Look at moi, look at moi. Why all that camera action legit sucks our energy, zoom fatigue—it’s real.
Have you been feeling more tired since working from home? Spending a lot of time on zoom calls? Blaming your lack of energy and general feelings of meh-ness all on being locked-down, isolated, drinking more vino and COVID?
Well, this might not be the case, or at least there is something else within our control we need to think about.
Even as more people are logging onto popular video chat platforms to connect with colleagues, family and friends during the COVID-19 pandemic, Stanford researchers have a warning for you: Those video calls are likely tiring you out.
Zoom figure. It’s a real thing, and now it’s backed by research out of Standford.
Why does this matters? Energy is critical to producing results, our productivity and our ability to get stuff done. Energy is our emotion in motion, aka our emotional state, and our emotions create our quality of life.

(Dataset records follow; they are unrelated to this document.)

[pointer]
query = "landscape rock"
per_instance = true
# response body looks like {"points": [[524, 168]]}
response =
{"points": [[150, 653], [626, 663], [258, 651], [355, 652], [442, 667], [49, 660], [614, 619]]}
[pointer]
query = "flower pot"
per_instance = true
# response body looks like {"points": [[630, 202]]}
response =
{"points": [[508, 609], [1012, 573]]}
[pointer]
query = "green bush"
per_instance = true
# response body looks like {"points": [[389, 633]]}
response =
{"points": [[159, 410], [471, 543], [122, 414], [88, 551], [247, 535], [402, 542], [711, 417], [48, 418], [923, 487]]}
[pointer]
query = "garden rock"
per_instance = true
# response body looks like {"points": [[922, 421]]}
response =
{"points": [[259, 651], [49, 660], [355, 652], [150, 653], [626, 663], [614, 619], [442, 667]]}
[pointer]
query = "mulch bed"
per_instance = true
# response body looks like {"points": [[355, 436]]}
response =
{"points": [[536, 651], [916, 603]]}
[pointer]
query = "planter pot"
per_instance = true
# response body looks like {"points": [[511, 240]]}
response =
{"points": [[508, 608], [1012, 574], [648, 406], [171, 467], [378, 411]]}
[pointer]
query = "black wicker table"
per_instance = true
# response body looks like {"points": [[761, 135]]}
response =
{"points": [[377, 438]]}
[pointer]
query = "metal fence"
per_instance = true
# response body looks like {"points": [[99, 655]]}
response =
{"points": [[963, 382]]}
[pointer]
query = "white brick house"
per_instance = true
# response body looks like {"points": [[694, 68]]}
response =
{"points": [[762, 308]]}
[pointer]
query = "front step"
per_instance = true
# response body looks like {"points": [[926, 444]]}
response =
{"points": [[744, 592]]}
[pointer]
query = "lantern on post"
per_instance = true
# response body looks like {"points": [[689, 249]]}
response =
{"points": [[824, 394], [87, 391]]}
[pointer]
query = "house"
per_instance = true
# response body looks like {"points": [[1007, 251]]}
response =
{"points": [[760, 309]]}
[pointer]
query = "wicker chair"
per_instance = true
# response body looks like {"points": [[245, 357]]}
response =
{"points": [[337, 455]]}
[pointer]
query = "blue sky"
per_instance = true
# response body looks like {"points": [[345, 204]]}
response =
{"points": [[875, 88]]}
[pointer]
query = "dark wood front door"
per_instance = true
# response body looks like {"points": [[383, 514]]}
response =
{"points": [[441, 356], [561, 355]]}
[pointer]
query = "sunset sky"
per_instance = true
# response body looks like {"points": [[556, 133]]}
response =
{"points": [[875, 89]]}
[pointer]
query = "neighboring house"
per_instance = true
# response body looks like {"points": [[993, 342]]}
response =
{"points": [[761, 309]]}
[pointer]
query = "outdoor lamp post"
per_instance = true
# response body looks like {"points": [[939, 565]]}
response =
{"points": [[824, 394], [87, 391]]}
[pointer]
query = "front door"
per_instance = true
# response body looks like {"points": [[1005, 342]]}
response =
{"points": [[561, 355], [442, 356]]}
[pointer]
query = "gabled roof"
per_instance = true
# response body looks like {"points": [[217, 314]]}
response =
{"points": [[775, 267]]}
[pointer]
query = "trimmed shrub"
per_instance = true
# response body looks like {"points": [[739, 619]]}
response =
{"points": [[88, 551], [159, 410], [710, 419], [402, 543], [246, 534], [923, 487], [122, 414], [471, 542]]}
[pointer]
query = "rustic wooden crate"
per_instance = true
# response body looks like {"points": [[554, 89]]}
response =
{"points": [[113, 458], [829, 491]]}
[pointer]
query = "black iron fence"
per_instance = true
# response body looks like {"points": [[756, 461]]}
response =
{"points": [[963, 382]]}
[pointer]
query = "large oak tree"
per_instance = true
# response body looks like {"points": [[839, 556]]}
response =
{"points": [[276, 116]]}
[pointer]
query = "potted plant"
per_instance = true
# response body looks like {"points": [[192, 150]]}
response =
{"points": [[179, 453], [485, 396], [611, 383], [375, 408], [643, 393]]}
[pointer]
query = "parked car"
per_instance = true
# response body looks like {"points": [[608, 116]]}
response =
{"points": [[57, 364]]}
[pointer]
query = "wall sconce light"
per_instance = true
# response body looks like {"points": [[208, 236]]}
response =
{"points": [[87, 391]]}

Here are the four causes of Zoom fatigue and their simple fixes.
Cause: Excessive amounts of close-up eye contact is highly intense. When we are using Zoom for many, many hours, it puts us in a hyper-aroused state.
The solution: Minimise the zoom window relative to the monitor size.

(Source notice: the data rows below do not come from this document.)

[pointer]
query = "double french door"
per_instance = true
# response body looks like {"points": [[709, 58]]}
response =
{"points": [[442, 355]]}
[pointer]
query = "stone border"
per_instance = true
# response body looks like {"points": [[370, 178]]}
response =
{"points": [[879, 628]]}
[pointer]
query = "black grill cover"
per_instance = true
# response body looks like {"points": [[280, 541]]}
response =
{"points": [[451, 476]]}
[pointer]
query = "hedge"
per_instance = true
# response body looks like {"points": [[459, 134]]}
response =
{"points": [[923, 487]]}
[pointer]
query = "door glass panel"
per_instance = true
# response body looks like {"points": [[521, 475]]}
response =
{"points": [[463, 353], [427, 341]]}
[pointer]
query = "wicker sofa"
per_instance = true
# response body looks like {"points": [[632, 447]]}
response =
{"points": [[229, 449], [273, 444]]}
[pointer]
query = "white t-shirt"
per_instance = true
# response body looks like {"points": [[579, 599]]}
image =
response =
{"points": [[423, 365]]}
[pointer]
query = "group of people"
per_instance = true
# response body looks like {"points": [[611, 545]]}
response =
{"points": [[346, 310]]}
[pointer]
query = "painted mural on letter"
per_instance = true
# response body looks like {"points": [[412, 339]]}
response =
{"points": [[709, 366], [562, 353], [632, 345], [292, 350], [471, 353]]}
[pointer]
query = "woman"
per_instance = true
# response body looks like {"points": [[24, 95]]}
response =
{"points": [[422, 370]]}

Cause: Seeing yourself during video chats constantly in real-time is fatiguing. When we see a reflection of ourselves, we are more critical of our appearance. It can be taxing and stressful, and there’s lots of research showing that there are negative emotional consequences to seeing yourself in a mirror.
The solution? Use the hide self-view button.
Cause: Video chats dramatically reduce our usual mobility. We need distance and flexibility. There’s growing research now that says when people are moving, they’re performing better cognitively,
The solution? Design your environment pre-zoom call. Think about the room you’re working in, your proximity to the camera so you can get up and move around — moving around every hour is critical to wellbeing, productivity and energy levels.
Cause: The cognitive load is much higher in video chats. In regular face-to-face interaction, nonverbal communication is quite natural, and each of us naturally makes and interprets gestures and nonverbal cues subconsciously. But in video chats, we have to work harder to send and receive signals.
The solution? Go audio only during long meetings, including turning away from the monitor entirely.